[month] [year]

Poonganam Sri Sai Naga Jyotish – Dual Degree  ECE

Poonganam Sri Sai Naga Jyotish received his MS  in Electronics and Communication Engineering (ECE). His  research work was supervised by Prof. Madhava Krishna K. Here’s a summary of  Poonganam Sri Sai Naga Jyotish’s MS  thesis, Probabilistic Inverse Velocity Obstacles for Navigation under Uncertainty  as explained by him:

Autonomous navigation gained a lot of attention in the past decade.  Motion planning and collision avoidance are the core things that drive these systems.  Several advances resulted in different algorithms to tackle the problem of motion planning and collision avoidance. The crucial question at this stage is how reliable and robust are these systems in a real-life scenario. Recent works in the field have proposed algorithms that account for  the  uncertainties  that  arise  in  a  real-life  scenario.   But  the  work  is  sparse.   In  an attempt to address the reliability and robustness of the navigation frameworks in real-life scenarios, we present two approaches that incorporate the uncertainty in the sensor measurements.

First,  we  present  a  clever  way,  Inverse  Velocity  Obstacle  (IVO),  to  achieve  better collision detection based on the popularly used velocity obstacles.  The proposed method stems  from  the  concept  of  velocity  obstacle  and  can  be  applied  for  both  single-agent and multi-agent systems. It focuses on computing collision-free maneuvers without any knowledge  or  assumption  on  the  position  and  the  velocity  of  the  robot.   We  achieve this by reformulating the velocity obstacle in an ego-centric frame.  This is a significant step  towards  improving  real-time  implementations  of  collision  avoidance  in  dynamic environments  as  there  is  no  dependency  on  state  estimation  techniques  to  infer  the robot’s position and velocity.  We evaluate IVO for both single-agent and multi-agent cases in different scenarios and show its efficacy over the existing formulations.  We also show the real-time scalability of the proposed methodology.
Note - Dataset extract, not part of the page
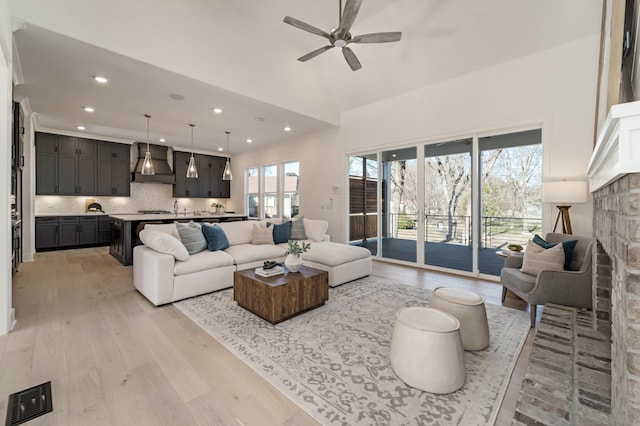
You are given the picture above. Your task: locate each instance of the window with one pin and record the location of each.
(273, 190)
Next, we present a probabilistic variant of the same to handle the state estimation and motion uncertainties that arise due to the other participants of the environment. We present an algorithmic framework that computes collision-free velocities for the robot dynamic and uncertain environments.  We make no assumptions on the nature of the uncertainties and model them as non-parametric probability distributions.  In our Prob-abilistic Inverse Velocity Obstacle (PIVO), we pose the collision-free navigation problemas an optimization problem by reformulating the velocity conditions of IVO as chance constraints that take the uncertainty into account. We also define a lower bound on the confidence of collision avoidance maneuvers that are a result of the optimization.  We demonstrate the algorithm’s ability to generate safe trajectories under highly uncertain environments.